Belle Swickard at the age of 25
Mrs. Brotherton at the age of 25

the last president of the Wayne County Equal Suffrage Association and the first president of the Michigan League of Women Voters."

Mrs. Brotherton took an active part in the state suffrage campaigns of 1912, 1913 and 1916, and had much to do with the ratification of the Nineteenth Amendment by the Michigan Legislature.

She recalls with delightful memories the national suffrage conventions which she attended--especially those held in Washington, when delegations from each state called upon their senators and representatives. The change, she recalls, from bored attention to enthusiastic belief was most encouraging.

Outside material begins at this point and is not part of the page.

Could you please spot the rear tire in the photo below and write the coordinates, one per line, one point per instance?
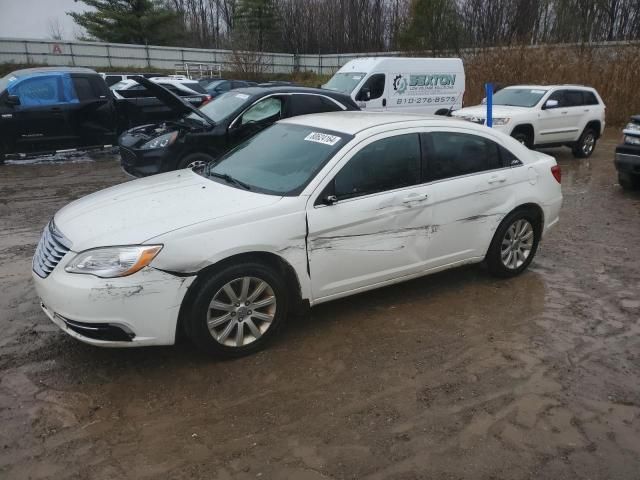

"Many figures," she says, "are etched on my memory. There was Jane Addams of Chicago; Miss Thomas of Bryn Mawr, with her fearless intellect; that sturdy farmer woman, Laura Clay of Kentucky-- kinswoman of Henry Clay; beautiful Mrs. Pinchot--efficient Mrs. McCormick. There was also the business-like chairman from Pennsylvania, whose feats of marshaling her large delegation to an early breakfast and of entering and leaving each of the daily sessions in a compact group, moved the gasping admiration of less capable executives.

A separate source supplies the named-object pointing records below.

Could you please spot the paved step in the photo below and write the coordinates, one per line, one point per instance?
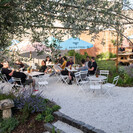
(66, 128)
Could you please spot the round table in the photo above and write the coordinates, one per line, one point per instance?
(99, 78)
(72, 69)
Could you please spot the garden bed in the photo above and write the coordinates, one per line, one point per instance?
(29, 114)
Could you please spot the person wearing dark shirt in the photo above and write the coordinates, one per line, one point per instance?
(122, 49)
(93, 67)
(20, 64)
(23, 78)
(88, 62)
(83, 68)
(43, 68)
(60, 60)
(1, 65)
(6, 71)
(70, 62)
(48, 60)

"In the background and always present in consciousness stand the three great leaders who directed our course in these years-- Dr. Anna Shaw and Mrs. Carrie Chapman Catt before suffrage was won, and Maude Wood Park afterwards.

"In thinking of those first efforts I am conscious of the fact that we made some mistakes in endorsing and working for measures which appealed to us as promising to remedy certain evils without finding out how these measures had worked as laws in other states. There was much to learn. Intoxicated with a sense of power, we rushed in not where angels fear to tread but where experienced legislators go very slowly with eyes scanning the entire horizon. That 'knowledge comes, but wisdom lingers' is still true, but with the accumulated knowledge of the League of Women Voters wisdom will not be far behind."

Mrs. Craig Miller of Marshall is general chairman of the Anniversary and Memorial Fund for Michigan.

Mrs. Katherine Atkinson is chairman of the memorial for Mrs. Brotherton, and may be reached at 914 West Euclid avenue, Detroit.

Dr. Caroline Bartlett Crane is chairman of the Anna Howard Shaw memorial, and may be reached at Hillcrest avenue, Kalamazoo.